Thomson has collected 86 cases of thoracic defects and summarizes his paper by saying that the structures deficient are generally the hair in the mammary and axillary regions, the subcutaneous fat over the muscles, nipples, and breasts, the pectorals and adjacent muscles, the costal cartilages and anterior ends of ribs, the hand and forearm; he also adds that there may be a hernia of the lung, not hereditary, but probably due to the pressure of the arm against the chest. De Marque gives a curious instance in which the chin and chest were congenitally fastened together.
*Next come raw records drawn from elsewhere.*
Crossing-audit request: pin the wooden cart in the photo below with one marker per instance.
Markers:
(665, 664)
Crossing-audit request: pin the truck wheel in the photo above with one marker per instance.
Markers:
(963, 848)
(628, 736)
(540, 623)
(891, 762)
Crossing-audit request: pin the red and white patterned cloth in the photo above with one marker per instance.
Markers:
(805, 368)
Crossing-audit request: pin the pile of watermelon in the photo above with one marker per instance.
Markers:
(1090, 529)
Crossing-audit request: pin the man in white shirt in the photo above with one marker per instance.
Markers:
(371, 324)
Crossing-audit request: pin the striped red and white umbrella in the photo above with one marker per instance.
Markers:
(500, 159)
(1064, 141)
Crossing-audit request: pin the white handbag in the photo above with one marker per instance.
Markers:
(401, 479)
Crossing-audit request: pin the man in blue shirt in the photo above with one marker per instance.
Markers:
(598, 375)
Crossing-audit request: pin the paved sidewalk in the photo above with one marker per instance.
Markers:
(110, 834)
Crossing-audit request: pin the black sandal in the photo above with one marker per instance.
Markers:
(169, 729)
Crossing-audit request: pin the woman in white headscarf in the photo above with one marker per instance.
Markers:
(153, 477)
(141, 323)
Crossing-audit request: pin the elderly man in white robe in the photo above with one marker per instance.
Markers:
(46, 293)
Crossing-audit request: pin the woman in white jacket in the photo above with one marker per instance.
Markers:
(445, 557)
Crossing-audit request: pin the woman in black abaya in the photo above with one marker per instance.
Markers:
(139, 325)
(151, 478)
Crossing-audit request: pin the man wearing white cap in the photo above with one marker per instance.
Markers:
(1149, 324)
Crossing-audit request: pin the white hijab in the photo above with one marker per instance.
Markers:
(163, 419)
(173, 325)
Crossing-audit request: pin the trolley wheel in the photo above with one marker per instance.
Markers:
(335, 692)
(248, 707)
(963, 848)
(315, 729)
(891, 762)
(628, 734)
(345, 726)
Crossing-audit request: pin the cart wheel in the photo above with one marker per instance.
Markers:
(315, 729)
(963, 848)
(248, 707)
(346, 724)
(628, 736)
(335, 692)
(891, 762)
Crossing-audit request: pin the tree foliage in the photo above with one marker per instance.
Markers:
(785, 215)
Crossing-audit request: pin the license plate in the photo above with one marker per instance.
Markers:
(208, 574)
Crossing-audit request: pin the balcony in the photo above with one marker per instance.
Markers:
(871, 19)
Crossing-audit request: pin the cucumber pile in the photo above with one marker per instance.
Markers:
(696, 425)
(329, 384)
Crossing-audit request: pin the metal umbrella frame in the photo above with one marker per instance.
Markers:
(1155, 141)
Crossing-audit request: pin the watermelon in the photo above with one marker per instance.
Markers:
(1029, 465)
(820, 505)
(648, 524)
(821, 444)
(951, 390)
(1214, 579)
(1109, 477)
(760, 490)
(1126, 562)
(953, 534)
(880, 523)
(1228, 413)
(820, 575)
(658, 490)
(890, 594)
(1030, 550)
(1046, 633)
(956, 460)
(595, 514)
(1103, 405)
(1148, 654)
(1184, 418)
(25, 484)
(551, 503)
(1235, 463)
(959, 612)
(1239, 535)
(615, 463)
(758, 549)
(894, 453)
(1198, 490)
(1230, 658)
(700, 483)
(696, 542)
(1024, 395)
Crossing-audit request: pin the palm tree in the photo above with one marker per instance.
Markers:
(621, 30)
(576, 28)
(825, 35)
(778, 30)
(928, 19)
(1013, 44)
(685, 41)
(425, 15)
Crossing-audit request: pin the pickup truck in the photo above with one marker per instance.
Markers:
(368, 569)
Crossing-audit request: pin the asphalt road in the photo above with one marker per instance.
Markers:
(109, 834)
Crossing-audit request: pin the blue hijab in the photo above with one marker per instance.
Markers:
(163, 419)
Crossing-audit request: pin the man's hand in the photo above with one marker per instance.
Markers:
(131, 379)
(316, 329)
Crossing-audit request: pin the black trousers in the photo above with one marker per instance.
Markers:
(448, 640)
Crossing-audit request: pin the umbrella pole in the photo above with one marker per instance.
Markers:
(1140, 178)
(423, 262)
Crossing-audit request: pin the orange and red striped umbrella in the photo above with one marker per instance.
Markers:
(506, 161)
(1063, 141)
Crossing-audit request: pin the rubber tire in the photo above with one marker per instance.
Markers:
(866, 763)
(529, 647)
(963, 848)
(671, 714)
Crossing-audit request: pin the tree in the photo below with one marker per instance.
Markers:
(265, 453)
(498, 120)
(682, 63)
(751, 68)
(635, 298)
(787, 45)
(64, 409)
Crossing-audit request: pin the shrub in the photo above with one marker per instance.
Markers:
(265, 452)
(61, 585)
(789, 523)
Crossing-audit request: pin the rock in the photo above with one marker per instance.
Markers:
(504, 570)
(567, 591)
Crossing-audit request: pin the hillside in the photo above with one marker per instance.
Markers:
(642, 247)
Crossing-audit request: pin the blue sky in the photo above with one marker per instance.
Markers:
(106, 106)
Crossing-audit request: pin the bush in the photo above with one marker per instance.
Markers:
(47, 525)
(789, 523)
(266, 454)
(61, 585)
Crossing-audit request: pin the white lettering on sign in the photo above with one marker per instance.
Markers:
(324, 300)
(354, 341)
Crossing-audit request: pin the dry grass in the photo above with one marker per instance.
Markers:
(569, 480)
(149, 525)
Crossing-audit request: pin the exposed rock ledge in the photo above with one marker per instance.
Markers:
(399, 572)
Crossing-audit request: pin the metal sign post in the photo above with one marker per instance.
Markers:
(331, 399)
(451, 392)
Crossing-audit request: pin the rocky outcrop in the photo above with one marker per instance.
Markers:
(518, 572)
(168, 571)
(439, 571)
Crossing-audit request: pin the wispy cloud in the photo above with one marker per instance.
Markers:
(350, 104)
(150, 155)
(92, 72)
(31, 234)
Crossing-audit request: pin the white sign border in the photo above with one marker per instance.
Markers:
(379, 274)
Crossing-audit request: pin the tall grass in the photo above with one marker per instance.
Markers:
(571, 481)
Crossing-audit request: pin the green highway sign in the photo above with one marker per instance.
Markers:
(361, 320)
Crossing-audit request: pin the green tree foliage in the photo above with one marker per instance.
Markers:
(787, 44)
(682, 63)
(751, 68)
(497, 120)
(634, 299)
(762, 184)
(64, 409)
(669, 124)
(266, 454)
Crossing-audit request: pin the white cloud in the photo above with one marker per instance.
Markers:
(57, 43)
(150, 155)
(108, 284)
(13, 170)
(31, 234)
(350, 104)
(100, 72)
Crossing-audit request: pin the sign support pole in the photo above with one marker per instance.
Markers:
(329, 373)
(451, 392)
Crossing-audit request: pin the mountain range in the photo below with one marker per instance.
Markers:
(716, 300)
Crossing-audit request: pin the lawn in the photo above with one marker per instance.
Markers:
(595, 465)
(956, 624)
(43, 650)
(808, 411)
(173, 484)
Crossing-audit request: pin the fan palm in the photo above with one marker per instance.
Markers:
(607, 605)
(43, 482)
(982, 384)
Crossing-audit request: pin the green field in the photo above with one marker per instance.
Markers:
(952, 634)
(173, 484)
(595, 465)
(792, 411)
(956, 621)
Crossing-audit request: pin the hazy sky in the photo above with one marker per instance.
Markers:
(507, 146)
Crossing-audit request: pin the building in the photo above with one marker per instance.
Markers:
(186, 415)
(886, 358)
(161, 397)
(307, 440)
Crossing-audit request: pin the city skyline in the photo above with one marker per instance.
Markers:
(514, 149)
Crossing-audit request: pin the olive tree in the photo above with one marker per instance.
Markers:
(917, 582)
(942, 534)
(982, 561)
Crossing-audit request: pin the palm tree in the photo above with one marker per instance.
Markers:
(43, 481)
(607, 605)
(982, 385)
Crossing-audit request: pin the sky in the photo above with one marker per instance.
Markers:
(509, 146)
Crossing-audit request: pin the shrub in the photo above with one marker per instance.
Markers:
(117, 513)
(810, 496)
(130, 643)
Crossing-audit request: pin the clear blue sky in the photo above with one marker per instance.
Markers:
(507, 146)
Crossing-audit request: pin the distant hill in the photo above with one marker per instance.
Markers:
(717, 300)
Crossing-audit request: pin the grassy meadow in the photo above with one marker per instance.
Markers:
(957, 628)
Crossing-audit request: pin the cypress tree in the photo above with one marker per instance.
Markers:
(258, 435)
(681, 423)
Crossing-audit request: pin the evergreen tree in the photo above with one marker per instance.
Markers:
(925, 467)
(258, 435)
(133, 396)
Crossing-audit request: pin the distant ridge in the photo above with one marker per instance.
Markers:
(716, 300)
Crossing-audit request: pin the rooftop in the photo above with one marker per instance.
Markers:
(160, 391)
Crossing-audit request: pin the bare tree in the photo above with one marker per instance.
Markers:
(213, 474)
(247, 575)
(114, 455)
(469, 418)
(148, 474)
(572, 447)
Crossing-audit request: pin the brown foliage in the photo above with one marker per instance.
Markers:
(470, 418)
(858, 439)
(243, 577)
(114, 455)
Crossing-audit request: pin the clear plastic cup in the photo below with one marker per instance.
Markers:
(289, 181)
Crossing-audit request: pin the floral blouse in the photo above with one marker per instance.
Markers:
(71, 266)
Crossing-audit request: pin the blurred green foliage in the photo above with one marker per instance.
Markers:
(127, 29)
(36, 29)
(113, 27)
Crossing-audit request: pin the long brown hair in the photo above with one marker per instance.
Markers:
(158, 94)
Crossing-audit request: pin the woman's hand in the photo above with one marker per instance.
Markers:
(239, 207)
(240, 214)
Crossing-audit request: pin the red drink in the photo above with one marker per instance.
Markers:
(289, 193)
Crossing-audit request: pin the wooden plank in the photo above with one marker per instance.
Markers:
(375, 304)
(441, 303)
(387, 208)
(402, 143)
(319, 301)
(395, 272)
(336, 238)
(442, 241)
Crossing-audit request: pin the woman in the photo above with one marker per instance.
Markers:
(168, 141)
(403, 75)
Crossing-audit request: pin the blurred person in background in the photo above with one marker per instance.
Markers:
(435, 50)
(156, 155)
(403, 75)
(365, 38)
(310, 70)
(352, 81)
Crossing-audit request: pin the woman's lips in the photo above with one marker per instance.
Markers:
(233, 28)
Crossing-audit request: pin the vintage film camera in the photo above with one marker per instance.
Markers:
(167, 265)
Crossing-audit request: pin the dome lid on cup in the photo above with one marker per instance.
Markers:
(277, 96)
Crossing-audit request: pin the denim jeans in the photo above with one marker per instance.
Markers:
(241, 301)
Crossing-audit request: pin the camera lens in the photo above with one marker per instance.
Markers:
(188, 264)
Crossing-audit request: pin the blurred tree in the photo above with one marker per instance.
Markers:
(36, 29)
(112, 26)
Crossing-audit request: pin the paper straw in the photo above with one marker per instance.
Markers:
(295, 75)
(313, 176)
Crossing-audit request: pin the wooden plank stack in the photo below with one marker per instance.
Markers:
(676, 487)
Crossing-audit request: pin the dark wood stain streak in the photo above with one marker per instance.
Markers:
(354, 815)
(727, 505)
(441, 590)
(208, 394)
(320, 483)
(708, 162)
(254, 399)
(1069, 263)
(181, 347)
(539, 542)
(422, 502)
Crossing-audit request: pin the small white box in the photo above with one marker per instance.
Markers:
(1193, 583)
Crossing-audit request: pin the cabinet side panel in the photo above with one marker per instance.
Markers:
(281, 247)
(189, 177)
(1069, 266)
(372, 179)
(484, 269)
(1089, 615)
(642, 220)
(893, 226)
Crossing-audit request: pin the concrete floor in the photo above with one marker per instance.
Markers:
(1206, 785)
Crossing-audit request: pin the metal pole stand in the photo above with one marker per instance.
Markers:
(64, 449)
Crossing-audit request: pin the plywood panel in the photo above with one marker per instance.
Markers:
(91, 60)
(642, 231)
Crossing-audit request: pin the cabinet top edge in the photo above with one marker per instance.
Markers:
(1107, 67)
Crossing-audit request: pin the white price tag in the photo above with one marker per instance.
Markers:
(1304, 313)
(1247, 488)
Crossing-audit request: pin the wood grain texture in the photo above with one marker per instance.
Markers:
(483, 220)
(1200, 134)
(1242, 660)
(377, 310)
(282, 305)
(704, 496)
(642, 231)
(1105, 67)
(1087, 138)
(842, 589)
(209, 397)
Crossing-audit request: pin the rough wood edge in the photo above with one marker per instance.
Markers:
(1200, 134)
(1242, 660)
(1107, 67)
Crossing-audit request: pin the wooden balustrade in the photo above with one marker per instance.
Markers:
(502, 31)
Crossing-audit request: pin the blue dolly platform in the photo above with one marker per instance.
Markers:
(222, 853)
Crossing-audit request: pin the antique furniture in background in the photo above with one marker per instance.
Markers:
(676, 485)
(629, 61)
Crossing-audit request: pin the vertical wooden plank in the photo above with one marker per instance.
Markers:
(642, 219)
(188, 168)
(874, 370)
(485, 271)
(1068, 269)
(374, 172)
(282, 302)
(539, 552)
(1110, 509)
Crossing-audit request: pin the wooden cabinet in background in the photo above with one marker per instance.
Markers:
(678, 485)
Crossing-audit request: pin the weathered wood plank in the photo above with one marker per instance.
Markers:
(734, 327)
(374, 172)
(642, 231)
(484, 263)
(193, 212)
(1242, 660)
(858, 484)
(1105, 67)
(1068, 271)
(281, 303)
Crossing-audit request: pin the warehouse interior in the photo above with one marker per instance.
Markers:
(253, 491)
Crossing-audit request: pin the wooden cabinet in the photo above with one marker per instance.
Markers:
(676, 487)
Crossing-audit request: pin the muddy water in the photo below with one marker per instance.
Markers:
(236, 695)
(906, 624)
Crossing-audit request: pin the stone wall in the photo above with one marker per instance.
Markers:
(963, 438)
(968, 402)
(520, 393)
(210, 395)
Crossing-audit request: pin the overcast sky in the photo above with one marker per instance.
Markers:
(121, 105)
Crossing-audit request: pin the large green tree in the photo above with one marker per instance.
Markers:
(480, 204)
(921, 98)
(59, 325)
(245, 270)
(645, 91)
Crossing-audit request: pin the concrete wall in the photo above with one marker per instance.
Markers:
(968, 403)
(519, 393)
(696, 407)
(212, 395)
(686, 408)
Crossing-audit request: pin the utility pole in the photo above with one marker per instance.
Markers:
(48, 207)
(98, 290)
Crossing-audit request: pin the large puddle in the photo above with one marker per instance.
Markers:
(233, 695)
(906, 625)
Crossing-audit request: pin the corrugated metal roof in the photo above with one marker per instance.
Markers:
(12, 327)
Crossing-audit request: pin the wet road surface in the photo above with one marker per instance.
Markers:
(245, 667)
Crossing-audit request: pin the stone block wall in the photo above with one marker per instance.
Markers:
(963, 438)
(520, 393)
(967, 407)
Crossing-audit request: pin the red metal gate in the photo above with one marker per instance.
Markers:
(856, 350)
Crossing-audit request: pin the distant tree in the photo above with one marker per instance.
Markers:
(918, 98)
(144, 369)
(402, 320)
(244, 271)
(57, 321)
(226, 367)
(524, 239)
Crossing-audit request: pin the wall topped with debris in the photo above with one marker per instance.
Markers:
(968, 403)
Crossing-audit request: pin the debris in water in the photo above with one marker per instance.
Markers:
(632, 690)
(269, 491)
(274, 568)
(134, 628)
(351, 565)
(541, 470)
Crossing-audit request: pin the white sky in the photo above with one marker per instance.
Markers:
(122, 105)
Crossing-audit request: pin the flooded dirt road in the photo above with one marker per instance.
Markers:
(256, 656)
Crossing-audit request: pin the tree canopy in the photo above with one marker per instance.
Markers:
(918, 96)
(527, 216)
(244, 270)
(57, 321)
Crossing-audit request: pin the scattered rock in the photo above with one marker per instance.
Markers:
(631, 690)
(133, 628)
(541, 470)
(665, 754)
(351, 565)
Muirhead cites an instance in which a firm, broad strip of cartilage resembling sternomastoid extended from below the left ear to the left upper corner of the sternum, being entirely separate from the jaw.
Some preliminary knowledge of embryology is essential to understand the formation of branchial fissures, and we refer the reader to any of the standard works on embryology for this information. Dzondi was one of the first to recognize and classify congenital fistulas of the neck. The proper classification is into lateral and median fissures. In a case studied by Fevrier the exploration of a lateral pharyngeal fistula produced by the introduction of the sound violent reflex phenomena, such as pallor of the face and irregular, violent beating of the heart. The rarest of the lateral class is the preauricular fissure, which has been observed by Fevrier, Le Dentu, Marchand, Peyrot, and Routier.
The median congenital fissures of the neck are probably caused by defective union of the branchial arches, although Arndt thinks that he sees in these median fistulas a persistence of the hypobranchial furrow which exists normally in the amphioxus. They are less frequent than the preceding variety.
The most typical form of malformation of the esophagus is imperforation or obliteration. Van Cuyck of Brussels in 1824delivered a child which died on the third day from malnutrition.